Recently, I had the honor to give opening remarks for the Featured SXSW session titled “New Face, New Pace of Innovation” led by USPTO Director Michelle Lee featuring women entrepreneurs in sectors ranging from biotech, big data, energy and personal health analytics. The text below is an excerpt from my speech.
What comes to mind when you hear the word inventor?
Perhaps, Thomas Edison with over 1,000 patents to his credit.
Maybe it’s The Wright Brothers, whose dream of inventing a flying machine spawned a global industry.
We are a country built from invention – game-changing ideas that revolutionized industry and society. This is our foundation, our national heritage.
And what comes to mind when you think about women inventors?
In technology, some might suggest:
- Grace Hopper, also a U.S. Navy Admiral, was a pioneer of computer programming and software design paved the way for modern computing and led the team that invented COBOL.
- Ada Lovelace, the English mathematician, widely regarded as the first computer programmer, who wrote the first algorithm for what became the first computer.
- Margaret Hamilton, a computer scientist and software engineer, who pioneered the on-board guidance software for the Apollo space program.
Yet, there are many American women inventors you might not have heard of:
- Like Bessie Virginia Blount, an African American inventor whose many inventions in assistive technologies and forensic science are still in use today.
- Or Stephanie Kwolek, whose work led to the invention of Kevlar, a synthetic material 5x as strong as steel.
Some find it harder to recall the names of women inventors, perhaps because they are lesser known, but also because of the historical challenges women have faced in becoming inventors. Historically, women inventors have not only struggled to have their inventions recognized but also to obtain the resources needed to achieve commercial success from their inventions. Did you know that women hold only 7% of patents and only 15% of all inventors in the U.S. are women? At this rate, it will take another 140 years for women to obtain parity in terms of granted patents. I don’t know about you, but for me, that’s just too long.

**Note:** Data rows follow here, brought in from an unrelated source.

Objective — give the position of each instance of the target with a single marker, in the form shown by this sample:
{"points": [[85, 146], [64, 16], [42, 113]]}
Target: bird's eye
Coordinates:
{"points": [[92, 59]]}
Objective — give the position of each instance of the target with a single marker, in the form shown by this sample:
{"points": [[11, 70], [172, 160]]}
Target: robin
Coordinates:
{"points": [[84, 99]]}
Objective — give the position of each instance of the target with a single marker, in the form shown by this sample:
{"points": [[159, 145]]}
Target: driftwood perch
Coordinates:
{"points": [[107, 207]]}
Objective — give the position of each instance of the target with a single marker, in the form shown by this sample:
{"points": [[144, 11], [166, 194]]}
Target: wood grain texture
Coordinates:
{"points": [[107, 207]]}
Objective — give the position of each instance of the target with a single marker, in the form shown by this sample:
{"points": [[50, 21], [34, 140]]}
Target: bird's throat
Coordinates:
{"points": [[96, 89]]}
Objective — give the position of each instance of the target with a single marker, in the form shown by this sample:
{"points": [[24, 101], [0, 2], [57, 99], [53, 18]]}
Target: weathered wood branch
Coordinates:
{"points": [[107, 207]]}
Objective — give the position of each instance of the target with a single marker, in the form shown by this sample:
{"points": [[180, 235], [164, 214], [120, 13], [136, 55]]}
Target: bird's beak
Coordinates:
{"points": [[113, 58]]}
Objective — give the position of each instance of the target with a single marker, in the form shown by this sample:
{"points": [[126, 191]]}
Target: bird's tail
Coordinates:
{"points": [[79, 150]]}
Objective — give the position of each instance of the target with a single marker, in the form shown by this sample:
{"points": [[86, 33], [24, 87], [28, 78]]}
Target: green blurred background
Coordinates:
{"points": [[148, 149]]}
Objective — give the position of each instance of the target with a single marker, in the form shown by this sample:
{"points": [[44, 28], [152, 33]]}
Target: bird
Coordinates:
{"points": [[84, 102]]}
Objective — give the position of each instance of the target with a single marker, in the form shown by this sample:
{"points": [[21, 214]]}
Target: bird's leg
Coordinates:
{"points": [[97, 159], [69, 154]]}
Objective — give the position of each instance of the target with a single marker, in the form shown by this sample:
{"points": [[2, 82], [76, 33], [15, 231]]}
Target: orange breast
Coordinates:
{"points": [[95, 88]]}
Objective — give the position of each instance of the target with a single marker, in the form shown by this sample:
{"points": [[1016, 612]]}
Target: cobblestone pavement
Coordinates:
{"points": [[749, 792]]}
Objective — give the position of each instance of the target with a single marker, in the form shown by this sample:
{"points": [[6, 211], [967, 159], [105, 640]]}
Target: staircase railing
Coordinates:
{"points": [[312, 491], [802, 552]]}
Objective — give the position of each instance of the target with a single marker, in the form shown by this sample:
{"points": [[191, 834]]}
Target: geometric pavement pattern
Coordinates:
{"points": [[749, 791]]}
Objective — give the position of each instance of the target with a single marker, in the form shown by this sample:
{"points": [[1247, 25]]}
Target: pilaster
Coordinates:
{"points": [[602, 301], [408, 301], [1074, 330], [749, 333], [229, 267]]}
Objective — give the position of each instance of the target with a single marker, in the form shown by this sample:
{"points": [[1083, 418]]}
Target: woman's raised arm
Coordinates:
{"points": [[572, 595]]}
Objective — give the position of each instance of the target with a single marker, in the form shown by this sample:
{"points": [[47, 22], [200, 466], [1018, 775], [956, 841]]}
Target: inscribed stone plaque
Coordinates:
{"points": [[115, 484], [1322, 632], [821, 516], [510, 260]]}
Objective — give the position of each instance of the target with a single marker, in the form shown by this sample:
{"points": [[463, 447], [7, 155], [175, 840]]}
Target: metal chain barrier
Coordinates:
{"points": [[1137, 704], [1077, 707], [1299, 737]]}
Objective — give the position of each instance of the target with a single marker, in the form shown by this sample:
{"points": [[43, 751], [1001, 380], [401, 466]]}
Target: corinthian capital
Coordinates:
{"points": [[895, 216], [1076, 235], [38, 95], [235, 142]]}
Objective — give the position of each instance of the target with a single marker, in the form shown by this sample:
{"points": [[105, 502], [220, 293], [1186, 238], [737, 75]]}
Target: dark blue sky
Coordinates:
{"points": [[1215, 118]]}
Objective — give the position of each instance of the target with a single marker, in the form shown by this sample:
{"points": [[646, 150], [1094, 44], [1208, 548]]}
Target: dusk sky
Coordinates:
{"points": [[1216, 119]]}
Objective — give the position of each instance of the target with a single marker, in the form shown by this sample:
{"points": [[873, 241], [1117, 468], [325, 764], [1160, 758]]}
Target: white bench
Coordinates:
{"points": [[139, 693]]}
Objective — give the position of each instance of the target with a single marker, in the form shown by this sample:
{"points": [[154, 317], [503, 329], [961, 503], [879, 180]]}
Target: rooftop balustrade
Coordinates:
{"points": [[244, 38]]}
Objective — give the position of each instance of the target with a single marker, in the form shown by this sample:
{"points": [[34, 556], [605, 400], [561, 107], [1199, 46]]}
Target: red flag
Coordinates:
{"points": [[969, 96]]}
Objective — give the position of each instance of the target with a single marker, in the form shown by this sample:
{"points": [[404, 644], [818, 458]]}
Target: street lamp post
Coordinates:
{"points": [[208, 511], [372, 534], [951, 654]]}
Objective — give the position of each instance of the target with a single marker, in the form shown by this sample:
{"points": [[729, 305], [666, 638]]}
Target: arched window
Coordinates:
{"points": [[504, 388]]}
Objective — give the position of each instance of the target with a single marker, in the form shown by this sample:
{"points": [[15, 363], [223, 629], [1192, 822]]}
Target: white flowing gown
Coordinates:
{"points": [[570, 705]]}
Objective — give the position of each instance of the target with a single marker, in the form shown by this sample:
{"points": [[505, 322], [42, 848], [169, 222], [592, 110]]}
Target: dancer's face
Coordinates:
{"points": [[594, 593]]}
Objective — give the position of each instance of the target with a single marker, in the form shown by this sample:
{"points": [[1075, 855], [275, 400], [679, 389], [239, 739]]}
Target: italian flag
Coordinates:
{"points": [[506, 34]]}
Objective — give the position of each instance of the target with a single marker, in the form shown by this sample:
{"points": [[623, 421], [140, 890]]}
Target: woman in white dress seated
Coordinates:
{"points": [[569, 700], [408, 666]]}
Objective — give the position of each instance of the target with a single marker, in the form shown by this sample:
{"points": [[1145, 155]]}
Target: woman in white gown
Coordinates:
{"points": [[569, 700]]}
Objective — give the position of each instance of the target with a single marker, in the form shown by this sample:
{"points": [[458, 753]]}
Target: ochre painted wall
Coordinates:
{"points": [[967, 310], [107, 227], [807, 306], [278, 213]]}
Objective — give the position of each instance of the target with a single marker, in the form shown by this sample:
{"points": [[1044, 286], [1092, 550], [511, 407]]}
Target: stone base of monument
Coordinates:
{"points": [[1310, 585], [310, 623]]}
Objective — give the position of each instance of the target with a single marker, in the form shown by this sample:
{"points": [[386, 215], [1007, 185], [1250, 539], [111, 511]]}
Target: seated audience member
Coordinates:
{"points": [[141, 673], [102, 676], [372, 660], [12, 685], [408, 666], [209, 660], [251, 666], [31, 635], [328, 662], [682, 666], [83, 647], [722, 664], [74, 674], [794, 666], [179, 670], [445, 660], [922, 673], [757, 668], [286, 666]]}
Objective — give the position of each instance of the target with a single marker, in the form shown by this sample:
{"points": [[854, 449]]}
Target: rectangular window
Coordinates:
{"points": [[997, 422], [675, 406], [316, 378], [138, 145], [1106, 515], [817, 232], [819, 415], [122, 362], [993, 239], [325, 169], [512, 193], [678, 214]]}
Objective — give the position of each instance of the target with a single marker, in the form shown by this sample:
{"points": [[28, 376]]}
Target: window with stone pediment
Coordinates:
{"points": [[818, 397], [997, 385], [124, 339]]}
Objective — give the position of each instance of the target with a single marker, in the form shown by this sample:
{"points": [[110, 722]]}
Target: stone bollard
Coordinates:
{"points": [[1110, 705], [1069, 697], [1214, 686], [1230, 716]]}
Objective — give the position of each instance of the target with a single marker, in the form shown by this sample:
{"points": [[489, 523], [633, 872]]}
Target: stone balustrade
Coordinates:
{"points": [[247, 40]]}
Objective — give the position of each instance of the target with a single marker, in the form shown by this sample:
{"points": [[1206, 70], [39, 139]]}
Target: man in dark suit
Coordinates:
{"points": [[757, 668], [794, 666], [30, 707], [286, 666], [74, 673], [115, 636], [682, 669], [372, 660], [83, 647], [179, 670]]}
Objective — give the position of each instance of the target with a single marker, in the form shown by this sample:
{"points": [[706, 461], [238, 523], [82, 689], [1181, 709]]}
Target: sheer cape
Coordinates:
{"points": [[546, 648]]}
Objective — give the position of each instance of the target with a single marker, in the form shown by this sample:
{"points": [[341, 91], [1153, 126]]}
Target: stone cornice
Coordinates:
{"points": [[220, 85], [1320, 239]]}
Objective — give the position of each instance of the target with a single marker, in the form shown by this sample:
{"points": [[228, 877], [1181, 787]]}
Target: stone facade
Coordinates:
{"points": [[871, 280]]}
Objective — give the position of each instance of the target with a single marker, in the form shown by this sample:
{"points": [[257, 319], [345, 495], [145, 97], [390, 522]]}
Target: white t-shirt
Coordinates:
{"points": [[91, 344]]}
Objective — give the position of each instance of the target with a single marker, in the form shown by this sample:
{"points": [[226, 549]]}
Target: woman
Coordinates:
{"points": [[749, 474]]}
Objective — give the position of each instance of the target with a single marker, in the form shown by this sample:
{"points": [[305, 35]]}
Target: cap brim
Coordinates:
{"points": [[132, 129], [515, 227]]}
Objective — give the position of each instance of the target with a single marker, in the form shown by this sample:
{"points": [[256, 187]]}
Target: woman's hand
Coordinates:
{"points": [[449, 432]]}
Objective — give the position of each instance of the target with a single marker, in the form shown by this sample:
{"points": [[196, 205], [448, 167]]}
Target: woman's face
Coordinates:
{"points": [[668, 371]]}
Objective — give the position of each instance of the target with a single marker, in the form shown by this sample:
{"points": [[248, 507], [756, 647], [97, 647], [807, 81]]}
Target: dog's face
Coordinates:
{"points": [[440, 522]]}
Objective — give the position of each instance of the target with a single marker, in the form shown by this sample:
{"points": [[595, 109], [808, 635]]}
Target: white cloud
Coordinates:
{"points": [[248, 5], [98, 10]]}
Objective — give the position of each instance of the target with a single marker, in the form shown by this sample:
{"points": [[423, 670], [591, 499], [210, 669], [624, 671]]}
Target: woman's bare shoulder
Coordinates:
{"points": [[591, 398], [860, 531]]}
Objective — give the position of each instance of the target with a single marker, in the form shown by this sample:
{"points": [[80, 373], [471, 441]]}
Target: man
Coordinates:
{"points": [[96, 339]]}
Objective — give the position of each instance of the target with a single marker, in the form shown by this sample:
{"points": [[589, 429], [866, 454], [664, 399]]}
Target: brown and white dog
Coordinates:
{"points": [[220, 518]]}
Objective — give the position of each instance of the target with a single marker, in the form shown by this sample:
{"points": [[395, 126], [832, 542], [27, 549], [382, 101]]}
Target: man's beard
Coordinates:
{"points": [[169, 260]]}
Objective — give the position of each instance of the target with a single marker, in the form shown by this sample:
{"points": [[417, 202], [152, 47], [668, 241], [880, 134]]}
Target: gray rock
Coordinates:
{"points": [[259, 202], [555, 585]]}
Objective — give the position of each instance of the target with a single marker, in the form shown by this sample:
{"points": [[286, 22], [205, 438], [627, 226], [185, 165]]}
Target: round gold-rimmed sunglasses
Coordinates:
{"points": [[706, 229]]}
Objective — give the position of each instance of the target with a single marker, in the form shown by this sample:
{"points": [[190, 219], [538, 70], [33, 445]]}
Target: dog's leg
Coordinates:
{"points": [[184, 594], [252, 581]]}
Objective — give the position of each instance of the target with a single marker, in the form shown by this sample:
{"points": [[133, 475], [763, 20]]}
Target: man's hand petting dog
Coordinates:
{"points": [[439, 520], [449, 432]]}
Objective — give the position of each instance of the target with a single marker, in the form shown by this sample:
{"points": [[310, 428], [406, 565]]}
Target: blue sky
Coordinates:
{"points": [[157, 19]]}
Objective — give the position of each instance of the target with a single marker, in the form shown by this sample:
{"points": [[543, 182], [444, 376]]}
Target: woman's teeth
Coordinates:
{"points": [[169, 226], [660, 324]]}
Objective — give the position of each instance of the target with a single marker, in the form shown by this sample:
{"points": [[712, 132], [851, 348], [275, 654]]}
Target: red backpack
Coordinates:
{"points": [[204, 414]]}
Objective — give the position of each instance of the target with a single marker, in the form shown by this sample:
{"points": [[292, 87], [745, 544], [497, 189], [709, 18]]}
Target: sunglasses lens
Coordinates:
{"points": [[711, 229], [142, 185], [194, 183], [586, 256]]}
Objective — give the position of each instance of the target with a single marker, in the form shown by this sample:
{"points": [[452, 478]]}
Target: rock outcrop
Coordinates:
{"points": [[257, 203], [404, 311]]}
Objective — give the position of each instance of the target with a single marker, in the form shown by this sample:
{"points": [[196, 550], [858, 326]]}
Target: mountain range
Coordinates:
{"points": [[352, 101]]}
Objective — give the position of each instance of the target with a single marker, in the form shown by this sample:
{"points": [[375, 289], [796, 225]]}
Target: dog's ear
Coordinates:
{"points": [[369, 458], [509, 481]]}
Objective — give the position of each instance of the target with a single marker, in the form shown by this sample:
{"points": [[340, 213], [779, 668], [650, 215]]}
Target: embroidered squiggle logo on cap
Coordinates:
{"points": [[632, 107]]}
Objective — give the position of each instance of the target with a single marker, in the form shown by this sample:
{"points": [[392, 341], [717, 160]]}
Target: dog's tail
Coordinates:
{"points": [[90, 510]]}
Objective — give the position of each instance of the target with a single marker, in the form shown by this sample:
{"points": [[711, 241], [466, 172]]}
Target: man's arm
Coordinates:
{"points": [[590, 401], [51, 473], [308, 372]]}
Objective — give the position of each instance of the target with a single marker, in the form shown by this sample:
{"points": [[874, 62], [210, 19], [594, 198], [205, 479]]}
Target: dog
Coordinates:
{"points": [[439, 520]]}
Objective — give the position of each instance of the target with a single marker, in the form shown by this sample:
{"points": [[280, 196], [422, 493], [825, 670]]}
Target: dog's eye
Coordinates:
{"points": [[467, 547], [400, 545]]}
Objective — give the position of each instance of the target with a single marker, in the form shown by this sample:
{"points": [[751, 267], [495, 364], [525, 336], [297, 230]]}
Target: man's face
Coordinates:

An invention is really about following your dreams.
We all have dreams – they aren’t limited to rarefied members of society or a particular race or gender. Dreams are universal.
However, institutional bias has systematically suppressed female invention. Additionally, media narratives and stereotypes of what an inventor should be or should look like have done a great disservice to the vast talents of inventors across all walks of life. When you think about some of the greatest inventions of the last century and how they have transformed our economy and society, in sectors ranging from healthcare to transportation and technology, we are reminded of the value that inventors bring and the critical importance of their diversity of perspective in thinking differently about the world.
In addition to the great efforts that are happening nationwide to increase the pipeline of girls and women in STEM fields, there also needs to be a national campaign to support women as inventors. Not consumers. Creators. Patent holders. So that when a woman has a powerful idea and the expertise to invent something that can change the world, her dream can thrive, and she can be recognized for the value of her invention. Ultimately, a patent represents much more than a novel idea.
Patents are about making your dreams tangible, realizable, actionable and hopefully profitable. Sure, getting a patent can be difficult. The bar is high and the process requires discipline and expertise, and a great deal of hard work. A national campaign to support women inventors would ensure they do not face gender bias every step of the way.
This week we celebrated International Women’s Day, a day to honor and recognize women throughout history that have made profound contributions to society. Everyone in this room has the power to help shape our world for the better and it is time for us to recognize and reward the many contributions that more than half of our population have the capacity and the expertise to develop. When invention is not gendered, society wins. When great inventors can create and realize the value of their inventions, we all benefit.
As an inventor with several patents, I have seen firsthand the role that patents play in helping create value for our industry and my company. I have also seen the effects of some of the process improvements that have been introduced over the last few years by USPTO in helping more entrepreneurs from more backgrounds file and obtain patents.
We have the opportunity right now to accelerate a more diverse and inclusive representation of patent holders in America and change the face of invention forever, and leave a valuable legacy for our shared future.